We all know that he can play. I think the coaches definitely had a comfort level with Perrish as well, and knew they could throw him in there, and he could get the job done. He's obviously a good player, and he played well and helped us win in Green Bay.
It was good for me as well. After tweaking my hamstring, I didn't have to risk an even worse injury in that cold environment.
But the following week, my bad luck continued. I caught the flu, and was sick for the first two days of the week, which put me at a disadvantage to play the following week. I was dog sick, but still came in for all the meetings, still was out at practice, and still was preparing at home as well, watching film and getting ready to play.
That's something that has never changed for me, no matter if it was my rookie year or now. I always prepare as if I'm playing the entire game at any position. That's just how I am. Whether I'm going play or not, I will always be ready.
But since Perrish came in and did such a good job for us in Green Bay, and Carlos Rogers was back healthy and ready to resume his position for the championship game, I was the odd man out.
That's just life. Things happen. I was just happy to still be able to be there to support and be a good cheerleader for my teammates.
I love those guys.
Knowing what the game plan was, I was really proud watching our guys go out there and execute. We always give great effort. It's always big hits and big plays, so our defense is fun to watch for everybody -- even for me watching. I was proud of those guys for leaving it all out there.
The San Francisco 49ers are a championship organization from top to bottom. There's a mindset there that's different from some of the others I've been part of.
You go in there every day with the expectation of winning a championship, and there's a concentrated effort to focus on the things that really matter when it comes to winning. That's the type of thing that breeds itself and you find it naturally in a storied franchise like the San Francisco 49ers. It just has a type of energy that you can't really explain, but it's there.

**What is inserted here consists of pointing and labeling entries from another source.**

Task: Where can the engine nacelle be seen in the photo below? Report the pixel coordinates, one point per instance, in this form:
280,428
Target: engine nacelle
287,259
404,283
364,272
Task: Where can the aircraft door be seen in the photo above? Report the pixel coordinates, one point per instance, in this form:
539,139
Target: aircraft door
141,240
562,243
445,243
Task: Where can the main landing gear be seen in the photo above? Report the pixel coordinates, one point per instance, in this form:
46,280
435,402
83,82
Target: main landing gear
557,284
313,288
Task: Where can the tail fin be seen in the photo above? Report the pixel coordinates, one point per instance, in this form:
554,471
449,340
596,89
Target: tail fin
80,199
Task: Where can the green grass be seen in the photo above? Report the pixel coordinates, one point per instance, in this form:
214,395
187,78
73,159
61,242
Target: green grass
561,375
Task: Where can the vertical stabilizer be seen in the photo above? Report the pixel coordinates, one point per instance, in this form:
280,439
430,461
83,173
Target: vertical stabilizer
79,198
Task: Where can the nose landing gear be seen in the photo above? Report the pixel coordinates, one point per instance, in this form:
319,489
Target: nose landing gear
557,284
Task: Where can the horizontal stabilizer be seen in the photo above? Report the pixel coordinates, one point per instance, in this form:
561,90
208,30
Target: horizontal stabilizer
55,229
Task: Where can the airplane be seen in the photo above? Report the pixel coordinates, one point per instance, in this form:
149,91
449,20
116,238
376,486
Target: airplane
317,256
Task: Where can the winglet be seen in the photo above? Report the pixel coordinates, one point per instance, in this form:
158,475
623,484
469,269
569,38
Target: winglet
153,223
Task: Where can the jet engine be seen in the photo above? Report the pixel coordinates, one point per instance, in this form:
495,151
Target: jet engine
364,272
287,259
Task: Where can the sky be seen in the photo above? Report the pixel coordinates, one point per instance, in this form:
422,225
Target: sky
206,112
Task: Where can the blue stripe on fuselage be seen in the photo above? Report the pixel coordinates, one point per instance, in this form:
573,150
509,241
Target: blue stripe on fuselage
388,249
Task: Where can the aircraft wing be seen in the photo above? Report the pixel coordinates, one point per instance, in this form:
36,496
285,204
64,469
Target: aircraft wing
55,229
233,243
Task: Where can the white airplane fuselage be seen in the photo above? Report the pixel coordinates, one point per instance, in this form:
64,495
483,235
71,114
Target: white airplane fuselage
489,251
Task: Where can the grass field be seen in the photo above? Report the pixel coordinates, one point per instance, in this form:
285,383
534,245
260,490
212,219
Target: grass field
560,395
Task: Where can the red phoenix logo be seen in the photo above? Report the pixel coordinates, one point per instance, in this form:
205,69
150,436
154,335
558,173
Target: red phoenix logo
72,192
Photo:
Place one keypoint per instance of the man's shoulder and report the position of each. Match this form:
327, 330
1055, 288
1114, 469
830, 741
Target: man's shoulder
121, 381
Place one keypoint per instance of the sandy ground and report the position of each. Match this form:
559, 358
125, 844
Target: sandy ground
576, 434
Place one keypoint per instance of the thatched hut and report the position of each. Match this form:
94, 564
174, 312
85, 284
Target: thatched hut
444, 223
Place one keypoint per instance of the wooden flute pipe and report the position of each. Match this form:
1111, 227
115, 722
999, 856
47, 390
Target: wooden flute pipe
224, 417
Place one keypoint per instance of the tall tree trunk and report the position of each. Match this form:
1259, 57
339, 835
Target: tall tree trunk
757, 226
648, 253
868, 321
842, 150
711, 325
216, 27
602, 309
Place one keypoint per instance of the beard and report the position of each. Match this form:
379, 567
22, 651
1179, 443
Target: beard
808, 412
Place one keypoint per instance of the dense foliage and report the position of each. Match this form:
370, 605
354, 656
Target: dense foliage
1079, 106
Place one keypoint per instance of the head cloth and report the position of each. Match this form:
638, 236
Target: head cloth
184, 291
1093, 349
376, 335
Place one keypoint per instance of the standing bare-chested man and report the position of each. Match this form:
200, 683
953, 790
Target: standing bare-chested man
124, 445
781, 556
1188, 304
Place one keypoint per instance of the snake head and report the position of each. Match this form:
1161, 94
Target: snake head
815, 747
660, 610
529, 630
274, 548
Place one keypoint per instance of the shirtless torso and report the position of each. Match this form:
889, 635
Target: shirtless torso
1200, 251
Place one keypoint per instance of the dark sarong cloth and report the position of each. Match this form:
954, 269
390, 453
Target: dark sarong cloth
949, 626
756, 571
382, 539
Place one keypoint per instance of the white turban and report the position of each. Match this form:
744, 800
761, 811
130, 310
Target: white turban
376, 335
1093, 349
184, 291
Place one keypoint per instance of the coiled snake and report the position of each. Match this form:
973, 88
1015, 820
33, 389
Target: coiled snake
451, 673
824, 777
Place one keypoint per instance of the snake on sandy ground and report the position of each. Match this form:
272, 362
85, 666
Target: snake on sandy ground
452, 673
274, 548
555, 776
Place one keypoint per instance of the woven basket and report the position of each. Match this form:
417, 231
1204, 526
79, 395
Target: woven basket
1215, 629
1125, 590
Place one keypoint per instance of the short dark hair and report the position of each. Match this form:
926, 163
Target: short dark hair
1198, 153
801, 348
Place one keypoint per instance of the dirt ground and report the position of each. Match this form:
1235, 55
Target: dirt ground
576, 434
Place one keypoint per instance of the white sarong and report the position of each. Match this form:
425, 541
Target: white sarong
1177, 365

Everybody treats each other with respect, and everybody is treated like men. It's just an ideal situation for a player to be in, really.
Coach Harbaugh is someone who's obviously well-respected, being an ex-player. Then you add on being really successful locally at Stanford, and this was a great place for him to step up into the ranks as a head coach in the NFL. He's a player's coach. He puts a lot of responsibility on the players in the locker room to maintain a certain level of chemistry. We policed ourselves.
We have a lot of good guys in that locker room, so we all get along pretty well.
Chemistry is extremely important. You have to be able to count on the guy next to you. This game is all about trust, and it creates another level of trust and accountability when you actually know the guy personally and have a friendly relationship with them.
The 49ers organization does a great job of cultivating those relationships by welcoming friends and family to come around, and keeping the atmosphere very family-friendly. They want the team to have a family feel.
Before every home game, the Saturday practice is open to friends and family. After some games in our family area, they'll have food out for family and everyone is able to hang around after the game, eat and converse if they want to. Guys get an opportunity to meet each other's families; wives, kids, girlfriends, and get to know each other on a more personal level.
Because of those things and the relationships they've built, we have a team that's so close. Guys know how to motivate each other. Guys know what things to say to the next guy to get them pumped up, or get them focused and going.
It's an intangible, but it's really important. We can attribute a lot of our success to that.